Lemmy is CEO-proof. After Digg, Reddit and Twitter, that term should be a thing

https://yiffit.net/post/70753

Lemmy is CEO-proof. After Digg, Reddit and Twitter, that term should be a thing - Yiffit.net

One thing that’ll need serious consideration:

I feel like it’s inevitable that Lemmy will get an advertisement module that admins can enable. Alternative monetisation methods can also work, such as subscriptions. But users will have to realise that servers aren’t free.

If you’re an admin for a small community and are willing to carry the burden: great. If you’re hosting a community that can support itself by donations: also great. But sooner or later we’ll need some ways to make servers sustainable.

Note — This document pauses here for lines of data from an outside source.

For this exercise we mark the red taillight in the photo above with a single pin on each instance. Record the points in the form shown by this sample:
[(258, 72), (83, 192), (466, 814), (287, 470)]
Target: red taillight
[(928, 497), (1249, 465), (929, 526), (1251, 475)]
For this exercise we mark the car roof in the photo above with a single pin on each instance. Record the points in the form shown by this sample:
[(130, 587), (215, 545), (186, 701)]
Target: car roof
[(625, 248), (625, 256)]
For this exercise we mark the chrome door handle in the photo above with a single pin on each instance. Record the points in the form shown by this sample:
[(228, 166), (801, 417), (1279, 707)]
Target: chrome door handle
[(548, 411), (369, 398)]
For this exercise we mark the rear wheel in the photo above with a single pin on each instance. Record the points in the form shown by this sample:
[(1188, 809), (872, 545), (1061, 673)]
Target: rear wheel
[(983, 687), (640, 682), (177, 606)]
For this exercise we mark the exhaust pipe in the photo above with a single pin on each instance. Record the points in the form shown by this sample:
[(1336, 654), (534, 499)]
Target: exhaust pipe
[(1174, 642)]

(Not a fan of advertisements and would prefer to be a paying user, but as Lemmy takes off we shouldn’t look down on admins trying to mitigate their expenses).

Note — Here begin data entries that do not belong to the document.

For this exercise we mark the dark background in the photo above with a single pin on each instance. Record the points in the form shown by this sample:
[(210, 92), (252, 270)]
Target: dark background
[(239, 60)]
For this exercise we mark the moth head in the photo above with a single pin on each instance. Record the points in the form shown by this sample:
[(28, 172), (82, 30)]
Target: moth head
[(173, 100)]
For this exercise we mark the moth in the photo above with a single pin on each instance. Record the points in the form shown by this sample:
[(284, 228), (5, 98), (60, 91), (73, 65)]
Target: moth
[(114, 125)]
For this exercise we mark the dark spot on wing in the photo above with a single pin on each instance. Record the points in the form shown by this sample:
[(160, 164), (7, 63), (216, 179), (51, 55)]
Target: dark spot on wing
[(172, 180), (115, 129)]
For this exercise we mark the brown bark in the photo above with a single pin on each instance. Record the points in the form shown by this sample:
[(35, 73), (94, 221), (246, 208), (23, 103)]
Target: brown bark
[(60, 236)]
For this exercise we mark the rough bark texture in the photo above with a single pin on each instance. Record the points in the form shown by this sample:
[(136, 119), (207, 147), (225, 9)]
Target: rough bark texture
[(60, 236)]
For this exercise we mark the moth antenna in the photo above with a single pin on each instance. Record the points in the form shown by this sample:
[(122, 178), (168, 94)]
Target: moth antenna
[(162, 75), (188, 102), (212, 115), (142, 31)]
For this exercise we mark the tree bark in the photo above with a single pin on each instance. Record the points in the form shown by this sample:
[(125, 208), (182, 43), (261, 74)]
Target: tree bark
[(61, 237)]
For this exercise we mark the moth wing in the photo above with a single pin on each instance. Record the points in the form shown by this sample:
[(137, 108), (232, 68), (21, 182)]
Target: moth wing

I will tell this nonstop, online advertisement (as a form of monetization) is pretty damn dated nowadays. You could give them literally a dollar every year and they would make more from you than serving you ads.

Unpopular opinion: I kinda feel like a reason ads are so popular nowadays is because it gives the user a way of feeling they are supporting a product/creator by doing pretty much anything.

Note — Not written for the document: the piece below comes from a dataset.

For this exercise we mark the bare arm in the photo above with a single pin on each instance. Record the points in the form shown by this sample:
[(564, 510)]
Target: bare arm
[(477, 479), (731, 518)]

I think pitching in a dollar every year is preferable. Heck, I even pay much more to Youtube to get rid of advertisements. But it does pose a significant threshold for new users.

A hybrid model doesn’t sound too bad to me, where you can pay for an ad free server.

Get a VPN to India or Turkey (there are likely a bunch of other countries too). It’s a lot cheaper: I pay around £1.50 (RS129) a month

The ad industry is really secretive in general. There aren't many studies proving that targeted advertising even works. If the data was even slightly in the ad industry's favor, they'd release it. Their entire job is spinning things to look good.

I suspect that targeted advertising was invented to justify the existence of advertising companies as middlemen. Take for example the ExplainXKCD wiki. They just serve their own ads which are usually for tech products trying to reach Sysadmins.